Salpêtre

8.5.16

Nous étions entrés dans la salle encore vide. Une odeur de renfermé saignait les murs, lesquels étaient recouverts d’un papier peint vert sans âge qui se décollait au niveau des plinthes. Sur le revers du papier, suintait un salpêtre gris qui emplissait la pièce d’une humidité de forêt, si bien que dans les angles, s'étaient blottis quelques champignons semblables à des bolets picorés de pourritures.  

Au fond de la salle de spectacle, une dizaine de chaises pliantes en plastique avaient été disposées là pour la représentation. Piquées de rouille autour de leur assisse et entourées de toiles d’araignées à leurs pieds, elles attendaient d’être nettoyées. Elles ne le seraient pas. 

Je pris ma mère par le bras et nous nous installâmes au premier rang. Seuls avec un programme dans les mains, nous attendions. Il était vingt heures trente. La représentation devait débuter à vingt-et-une heures. Nous étions surpris de ne voir personne s’installer à nos côtés et les minutes s’écoulaient dans un silence oppressant. Le bois des linteaux craquait et résonnait dans la pièce, ce qui ajoutait des notes scabreuses à l’ambiance déjà austère. Je m’agaçais sur mon siège, faisais grincer le métal des pieds sur le sol en ciment brut tacheté de points blancs comme de la neige. J’avais froid.
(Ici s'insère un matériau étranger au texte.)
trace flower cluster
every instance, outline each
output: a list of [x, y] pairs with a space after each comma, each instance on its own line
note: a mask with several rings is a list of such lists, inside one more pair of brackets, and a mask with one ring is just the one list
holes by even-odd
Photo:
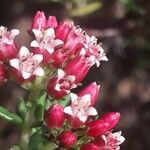
[[[19, 31], [0, 27], [0, 83], [13, 79], [21, 85], [32, 83], [30, 89], [46, 91], [49, 105], [44, 106], [48, 109], [42, 121], [48, 129], [47, 138], [59, 147], [119, 150], [124, 137], [112, 130], [120, 113], [98, 117], [94, 108], [100, 85], [93, 82], [76, 94], [72, 92], [93, 65], [99, 67], [101, 61], [108, 60], [96, 37], [89, 36], [72, 21], [58, 22], [40, 11], [33, 19], [30, 33], [30, 48], [19, 48], [14, 41]], [[40, 84], [35, 84], [33, 81], [39, 77]]]

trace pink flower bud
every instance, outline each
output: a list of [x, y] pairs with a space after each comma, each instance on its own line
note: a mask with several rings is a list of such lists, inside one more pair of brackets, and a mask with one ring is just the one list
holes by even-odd
[[6, 79], [6, 68], [3, 64], [0, 64], [0, 84]]
[[67, 39], [68, 33], [71, 30], [71, 27], [72, 27], [72, 24], [69, 21], [60, 22], [60, 24], [56, 28], [56, 38], [65, 42]]
[[61, 50], [56, 50], [52, 54], [53, 66], [59, 67], [64, 64], [67, 59], [66, 53], [63, 53]]
[[72, 117], [66, 114], [66, 118], [68, 119], [69, 124], [72, 128], [80, 128], [82, 125], [84, 125], [84, 123], [81, 122], [78, 117]]
[[118, 112], [110, 112], [101, 117], [101, 119], [105, 120], [109, 123], [109, 130], [113, 129], [120, 120], [120, 113]]
[[80, 150], [100, 150], [99, 147], [93, 143], [83, 144]]
[[17, 56], [18, 49], [15, 44], [8, 45], [4, 44], [3, 49], [0, 50], [0, 60], [12, 59]]
[[85, 34], [81, 28], [75, 27], [73, 25], [71, 31], [68, 34], [65, 49], [69, 49], [71, 52], [80, 54], [80, 50], [84, 47]]
[[87, 134], [92, 137], [102, 135], [113, 129], [119, 122], [120, 113], [111, 112], [103, 115], [100, 119], [87, 123]]
[[61, 128], [64, 120], [64, 110], [60, 105], [52, 105], [45, 112], [45, 122], [49, 128]]
[[46, 27], [46, 16], [43, 11], [38, 11], [34, 16], [32, 29], [42, 30]]
[[63, 148], [69, 148], [75, 144], [77, 137], [71, 131], [65, 131], [58, 136], [59, 145]]
[[56, 28], [58, 26], [58, 22], [55, 16], [49, 16], [46, 22], [47, 28]]
[[98, 98], [98, 94], [99, 94], [99, 89], [100, 86], [96, 84], [96, 82], [93, 82], [91, 84], [89, 84], [87, 87], [85, 87], [83, 90], [81, 90], [78, 93], [79, 97], [82, 97], [85, 94], [90, 94], [91, 95], [91, 105], [95, 105], [96, 100]]
[[68, 75], [75, 76], [75, 83], [81, 82], [87, 75], [89, 69], [90, 65], [83, 57], [74, 58], [64, 68]]
[[98, 119], [96, 121], [87, 123], [87, 127], [87, 135], [91, 137], [97, 137], [109, 131], [110, 125], [108, 122]]

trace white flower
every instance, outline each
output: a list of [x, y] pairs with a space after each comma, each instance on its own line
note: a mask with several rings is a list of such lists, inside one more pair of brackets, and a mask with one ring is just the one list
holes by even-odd
[[48, 28], [44, 31], [33, 29], [32, 31], [36, 40], [31, 42], [31, 47], [39, 47], [40, 49], [47, 50], [52, 54], [56, 46], [63, 44], [63, 41], [55, 39], [55, 31], [53, 28]]
[[44, 70], [39, 67], [42, 60], [42, 55], [33, 55], [26, 47], [22, 46], [19, 51], [18, 58], [11, 59], [10, 65], [16, 68], [22, 74], [24, 79], [28, 79], [32, 75], [44, 75]]
[[120, 144], [122, 144], [125, 141], [125, 138], [121, 136], [121, 131], [110, 133], [107, 136], [107, 142], [110, 146], [113, 146], [115, 150], [120, 150]]
[[100, 61], [108, 61], [105, 52], [101, 45], [97, 44], [97, 39], [95, 36], [85, 35], [86, 42], [84, 43], [84, 48], [81, 49], [80, 55], [86, 56], [89, 62], [97, 67], [100, 66]]
[[112, 150], [120, 150], [120, 144], [125, 141], [125, 138], [121, 136], [121, 131], [112, 133], [108, 135], [102, 135], [103, 140], [105, 141], [105, 148]]
[[13, 44], [14, 38], [20, 33], [19, 30], [13, 29], [8, 31], [6, 27], [0, 26], [0, 41], [5, 44]]
[[85, 122], [88, 116], [97, 115], [97, 111], [91, 106], [91, 95], [85, 94], [78, 97], [76, 94], [71, 93], [71, 106], [65, 107], [64, 112], [73, 117], [78, 117], [80, 121]]

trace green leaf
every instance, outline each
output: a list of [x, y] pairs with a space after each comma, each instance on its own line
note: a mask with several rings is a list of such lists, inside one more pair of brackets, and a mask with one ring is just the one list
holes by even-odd
[[43, 120], [46, 96], [47, 96], [46, 92], [42, 92], [42, 94], [37, 100], [37, 105], [35, 107], [35, 112], [34, 112], [37, 121]]
[[70, 13], [72, 16], [85, 16], [93, 13], [102, 6], [100, 2], [92, 2], [87, 5], [83, 5], [80, 8], [73, 9]]
[[38, 150], [38, 146], [42, 141], [41, 133], [35, 132], [33, 135], [30, 136], [29, 139], [29, 150]]
[[23, 98], [20, 98], [18, 102], [18, 113], [19, 116], [24, 120], [26, 114], [26, 104]]
[[23, 122], [22, 118], [20, 118], [15, 113], [9, 112], [6, 108], [2, 106], [0, 106], [0, 118], [14, 124], [21, 124]]
[[58, 148], [58, 146], [55, 143], [45, 139], [43, 139], [39, 145], [39, 150], [55, 150], [56, 148]]
[[41, 130], [38, 130], [30, 136], [29, 150], [54, 150], [58, 147], [55, 143], [43, 139], [41, 134]]
[[50, 108], [54, 103], [54, 100], [50, 100], [50, 99], [47, 99], [46, 100], [46, 104], [45, 104], [45, 109], [47, 110], [48, 108]]
[[66, 96], [64, 99], [59, 100], [58, 104], [62, 105], [62, 106], [67, 106], [70, 103], [70, 96]]

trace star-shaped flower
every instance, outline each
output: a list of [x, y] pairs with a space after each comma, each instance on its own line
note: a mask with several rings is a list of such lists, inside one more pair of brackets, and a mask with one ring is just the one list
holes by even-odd
[[11, 45], [14, 43], [14, 38], [20, 33], [19, 30], [13, 29], [8, 31], [6, 27], [0, 26], [0, 41]]
[[108, 61], [105, 52], [100, 44], [97, 44], [97, 38], [95, 36], [85, 35], [86, 40], [84, 47], [80, 51], [80, 55], [88, 58], [92, 65], [96, 64], [100, 66], [100, 61]]
[[71, 93], [71, 106], [65, 107], [64, 112], [77, 117], [81, 122], [85, 122], [88, 116], [96, 116], [98, 113], [94, 107], [91, 106], [91, 95], [85, 94], [78, 97], [76, 94]]
[[125, 141], [125, 138], [121, 136], [121, 133], [121, 131], [109, 133], [106, 136], [106, 144], [114, 150], [120, 150], [120, 144], [122, 144]]
[[53, 28], [48, 28], [44, 31], [33, 29], [32, 31], [36, 40], [31, 42], [31, 47], [38, 47], [42, 50], [47, 50], [50, 54], [52, 54], [56, 46], [63, 44], [63, 41], [55, 39], [55, 31]]
[[42, 55], [33, 55], [33, 53], [30, 53], [25, 46], [22, 46], [19, 51], [18, 58], [11, 59], [10, 65], [16, 68], [22, 74], [24, 79], [28, 79], [32, 75], [44, 75], [44, 70], [39, 67], [42, 60]]

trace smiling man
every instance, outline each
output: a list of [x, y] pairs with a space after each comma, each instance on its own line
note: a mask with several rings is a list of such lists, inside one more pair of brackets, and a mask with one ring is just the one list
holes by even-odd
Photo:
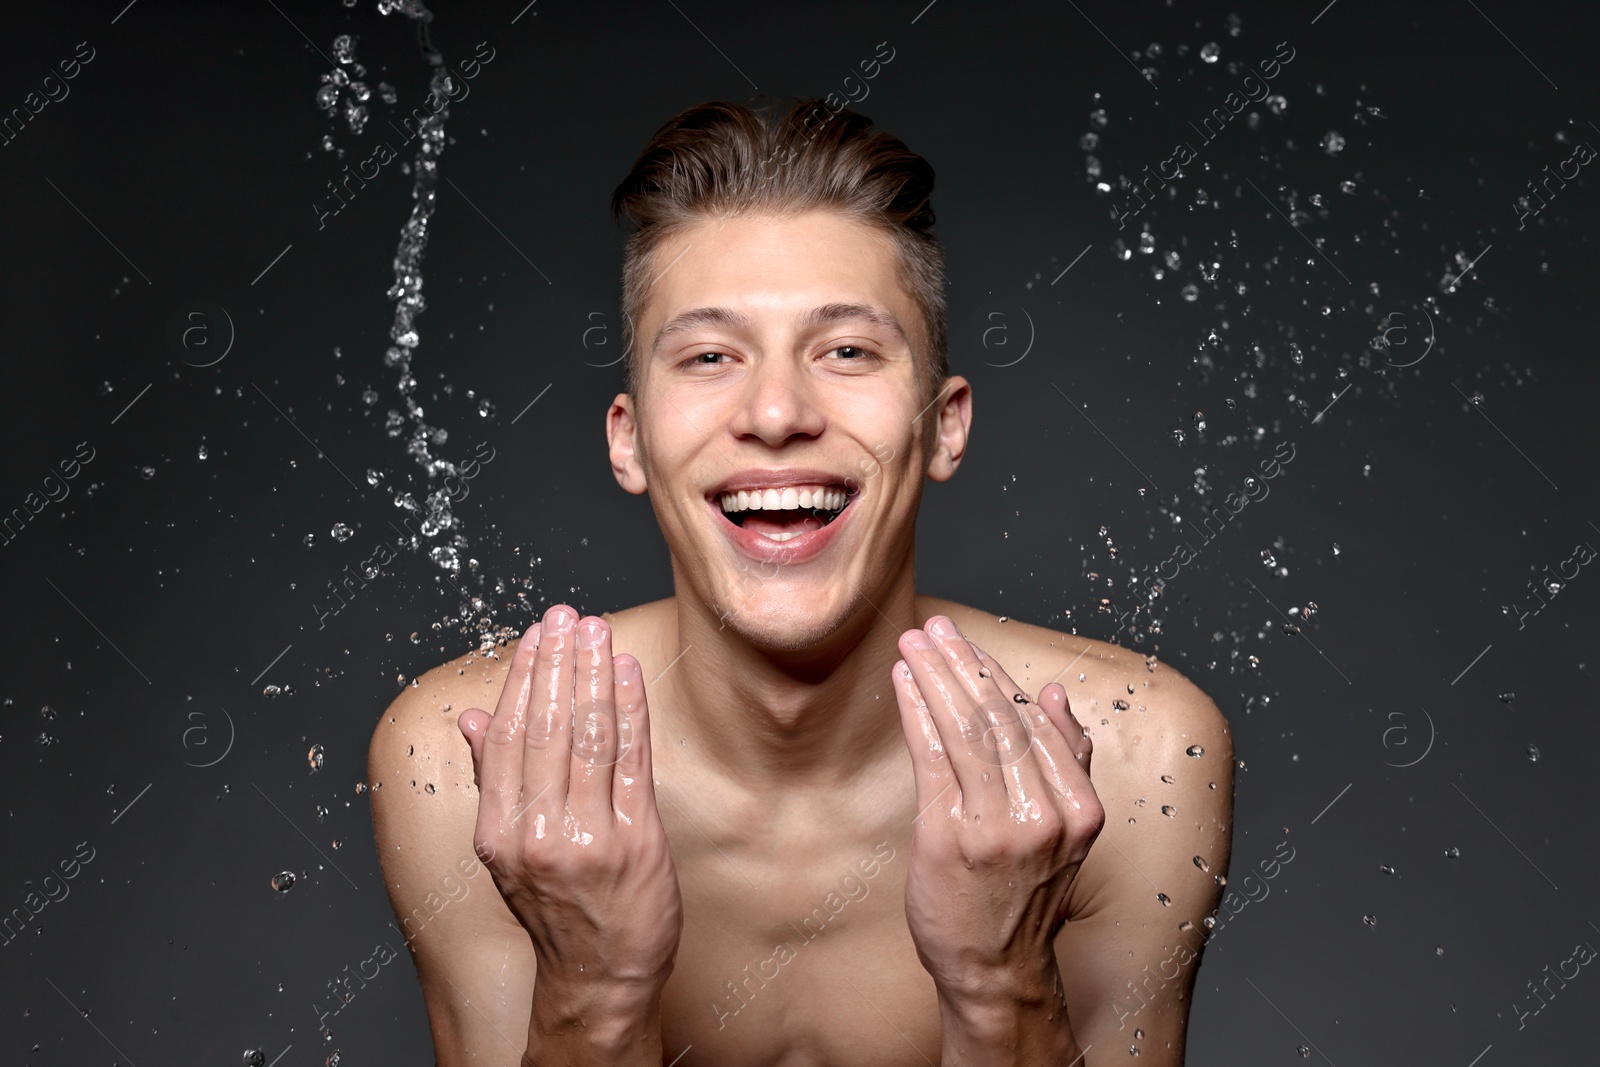
[[618, 187], [606, 435], [675, 595], [555, 605], [373, 734], [441, 1065], [1182, 1062], [1227, 725], [1153, 656], [917, 592], [972, 427], [932, 187], [820, 101], [691, 109]]

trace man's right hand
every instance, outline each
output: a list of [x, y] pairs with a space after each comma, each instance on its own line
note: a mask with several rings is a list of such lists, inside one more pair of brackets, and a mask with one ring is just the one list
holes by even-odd
[[534, 1027], [658, 1019], [683, 904], [639, 661], [613, 658], [604, 620], [557, 604], [523, 634], [494, 714], [468, 708], [457, 726], [478, 786], [473, 845], [533, 940]]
Maman, dos droit sur sa chaise, était impassible.

Elle consulta le programme, me fit part de sa hâte de voir le jeune couple de danseurs, les petits-enfants, frère et sœur, d’une amie. Vieille amie qui, s’interrogea-t-elle, n’était pas encore arrivé. Elle doit préparer ses ouailles. C’est ce qu’elle se répondit. Souvent, maman faisait les questions et les réponses. Neuf heures moins le quart et quelques personnes entrèrent dans la salle. D’abord, un couple, vielle dame avec fichu gris et vieux monsieur avec canne, des enfants derrière eux qui chahutaient encore dans le couloir et qui, dès qu’ils eurent franchis le seuil, s'arrêtèrent comme figés par le salpêtre et la froideur du lieu.  Suivirent quatre ou cinq personnes et la grande porte à deux battants se ferma emportant son lourd écho jusqu’aux linteaux désormais muets.

Le rideau poussiéreux en velours côtelé se traîna sur la scène dans un bruit de huisserie et découvrit le jeune couple de danseurs que maman attendait tant. Ils dévalèrent de la scène, le regard absent, sous de frêles applaudissements. Plantés devant nous, attifés de tenues grotesques, ils conjuraient leur punition d’être là, ainsi donnés en pâture à ce petit parterre de gens venus à la foire, voir des enfants miner les grands. Elle, bleue jusqu’autour des yeux, planta sa tête haut dans nos regards pour qu’ils décrochent. Lui, noir scintillant, les bras ballants quémanda du coin de sa bouche notre grâce. La grâce de les laisser tous les deux s’enfuir rejoindre leur monde, le monde des enfants sans fard, sans longs gants qui remontent jusqu’aux coudes, sans sous-pull en acrylique qui gratte au cou, sans pantalons rêches qui collent à l’entrejambe.

La musique s’élança par des haut-parleurs nasillards flanqués aux quatre coins de la salle et remplit la pièce d’une surcouche de salpêtre qui me paralysa d’effroi. Maman applaudit à tout rompre les premiers pas maladroits du duo enlacé puis sourit, pour la première fois de la journée.